Het aantal Gentiaanblauwtjes in het Hageven lijkt status quo in vergelijking met vorig jaar, al zijn er enorme verschuivingen binnen het natuurgebied zelf (van nat naar droog). Juist en enkel omdat het Hageven een uitgestrekt natuurgebied is met tal van gradiënten, kon het Gentiaanblauwtje er het rampweer overleven. Anders was het risico op uitsterven reëel geweest.

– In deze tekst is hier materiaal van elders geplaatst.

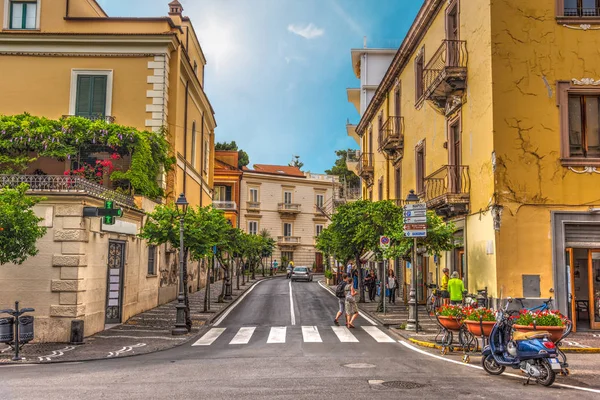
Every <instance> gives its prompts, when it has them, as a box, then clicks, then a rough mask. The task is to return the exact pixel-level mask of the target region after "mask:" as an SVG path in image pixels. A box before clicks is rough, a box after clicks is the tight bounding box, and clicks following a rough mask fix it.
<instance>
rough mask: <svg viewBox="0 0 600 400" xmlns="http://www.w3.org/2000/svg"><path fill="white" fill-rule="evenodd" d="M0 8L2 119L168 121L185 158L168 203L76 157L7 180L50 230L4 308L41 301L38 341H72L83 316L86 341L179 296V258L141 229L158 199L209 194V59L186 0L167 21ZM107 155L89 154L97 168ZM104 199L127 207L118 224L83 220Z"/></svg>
mask: <svg viewBox="0 0 600 400" xmlns="http://www.w3.org/2000/svg"><path fill="white" fill-rule="evenodd" d="M0 3H1V6H0V23H2V24H3V26H2V28H3V29H2V31H0V93H1V95H0V114H2V115H14V114H21V113H23V112H27V113H29V114H32V115H36V116H43V117H47V118H50V119H59V118H61V117H62V116H68V115H78V116H82V117H86V118H90V119H103V120H105V121H107V122H109V123H117V124H120V125H125V126H132V127H134V128H137V129H139V130H148V131H152V130H153V131H158V130H161V129H162V128H163V127H165V128H166V129H167V132H168V140H169V142H170V144H171V148H172V151H173V155H174V156H175V157H176V159H177V163H176V167H175V168H174V170H173V171H171V172H169V173H167V174H164V176H162V177H161V176H157V177H156V179H158V180H159V181H160V182H161V185H162V187H163V189H164V190H165V197H166V198H165V199H147V198H142V197H139V196H137V197H136V198H135V199H134V198H133V197H132V196H131V195H130V193H123V192H122V191H116V190H111V189H115V188H114V187H111V185H112V183H110V182H107V181H108V180H105V181H104V182H103V183H102V182H100V184H96V183H92V182H89V181H87V180H86V179H83V178H72V177H69V176H63V173H64V172H65V171H69V170H72V169H75V167H74V163H75V162H77V163H78V165H81V164H79V162H80V161H83V160H80V159H79V157H77V159H76V160H75V159H68V160H59V159H51V158H40V159H39V160H37V161H36V162H35V163H34V164H33V165H30V167H29V168H28V170H27V171H25V174H23V175H10V176H7V175H0V182H1V181H5V182H7V183H8V182H12V183H15V182H26V183H29V184H30V187H31V190H32V192H34V193H36V194H41V195H44V196H46V198H47V200H45V201H43V202H42V203H40V204H39V205H38V206H36V208H35V211H36V213H37V214H38V215H39V216H41V217H43V218H44V221H43V222H42V224H44V225H45V226H46V227H47V228H48V232H47V234H46V235H45V236H44V238H42V239H41V240H40V241H39V242H38V248H39V250H40V252H39V254H38V255H37V256H36V257H33V258H30V259H29V260H27V261H26V262H25V263H24V264H23V265H20V266H17V265H4V266H2V268H0V287H2V290H0V305H3V306H4V308H6V306H10V305H11V304H14V303H13V302H14V301H15V300H20V301H21V304H22V305H27V306H28V307H33V308H35V309H36V313H35V316H36V323H35V324H36V338H37V340H40V341H67V340H68V338H69V328H70V321H71V320H72V319H75V318H76V319H83V320H84V321H85V335H86V336H88V335H91V334H94V333H96V332H98V331H100V330H102V329H104V327H105V325H107V324H108V325H109V324H113V323H121V322H125V321H127V319H129V318H130V317H131V316H133V315H135V314H137V313H139V312H141V311H145V310H147V309H150V308H153V307H156V306H157V305H159V304H163V303H166V302H169V301H171V300H173V299H175V297H176V295H177V284H178V267H177V266H178V264H177V257H176V253H175V252H174V251H173V250H172V249H171V248H170V246H159V247H156V246H148V245H147V243H146V242H145V241H142V240H141V239H139V238H138V237H137V236H136V235H137V234H138V233H139V231H140V228H141V227H142V225H143V223H144V218H145V216H144V212H145V211H152V209H153V208H154V207H155V206H156V205H157V204H158V203H157V202H161V201H162V202H165V201H170V200H172V199H173V198H174V197H175V196H177V195H178V194H179V193H181V192H184V193H185V195H186V197H187V199H188V201H189V203H190V205H192V206H193V205H208V204H210V203H211V201H212V200H211V199H212V186H213V170H214V165H213V164H214V163H213V158H214V154H213V153H214V152H213V149H214V129H215V126H216V123H215V119H214V112H213V110H212V107H211V105H210V102H209V100H208V98H207V96H206V94H205V92H204V89H203V87H204V66H205V64H206V59H205V57H204V54H203V53H202V49H201V47H200V44H199V42H198V38H197V37H196V34H195V32H194V28H193V26H192V23H191V21H190V19H189V18H188V17H184V16H182V11H183V8H182V7H181V4H180V3H179V2H178V1H177V0H175V1H172V2H171V3H170V4H169V9H168V11H169V12H168V16H166V17H160V18H114V17H108V16H107V15H106V13H105V12H104V11H103V10H102V8H101V7H100V5H99V4H98V3H97V2H96V1H95V0H62V1H60V0H24V1H15V0H1V1H0ZM165 6H166V4H165ZM100 152H106V149H104V150H100V151H99V153H100ZM103 156H104V155H102V154H98V153H93V154H88V155H86V157H89V158H88V161H89V162H90V163H91V164H93V163H94V162H97V161H99V160H101V159H102V158H100V157H103ZM82 158H83V157H82ZM124 158H125V157H124ZM124 161H126V160H124ZM67 173H68V172H67ZM32 174H33V175H32ZM106 198H110V199H113V200H114V201H115V203H116V204H117V205H118V206H119V207H122V208H124V210H125V215H124V217H123V218H119V219H118V220H117V223H116V224H115V225H105V224H103V223H101V222H100V219H99V218H90V217H86V216H84V212H83V207H84V206H99V207H102V206H103V200H104V199H106ZM204 272H205V271H201V269H200V266H199V264H198V263H192V262H190V263H189V268H188V279H189V288H188V290H191V291H195V290H197V289H199V288H200V287H201V285H202V283H203V282H204V281H205V279H206V275H205V273H204Z"/></svg>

Erbarmelijk nachtvlindernajaar

En hoewel het onderzoek zich uitsluitend richtte op dagvlinders, ligt het in de lijn van de verwachting dat ook bij nachtvlinders soortgelijke effecten vast te stellen zijn. Zo zien we in heel Vlaanderen (en Nederland) dat de najaarssoorten onder de nachtvlinders een erbarmelijk slecht jaar kennen. Wachtervlinder, Bruine herfstuil en Bosbesuil werden in september-oktober 2016 nauwelijks gemeld. Alle drie bevinden ze zich in juni in cocon onder de grond: wellicht is de plotse toename van de bodemvochtigheid hen fataal geworden.

Het reilen en zeilen van Gentiaanblauwtjes, Geelsprietdikkopjes en een resem dag- en nachtvlinders komt komende zaterdag 26 november aan bod op de Vlinderstudiedag in Mechelen. 200 vlinderliefhebbers blazen dan verzamelen voor een dag met lezingen en workshops.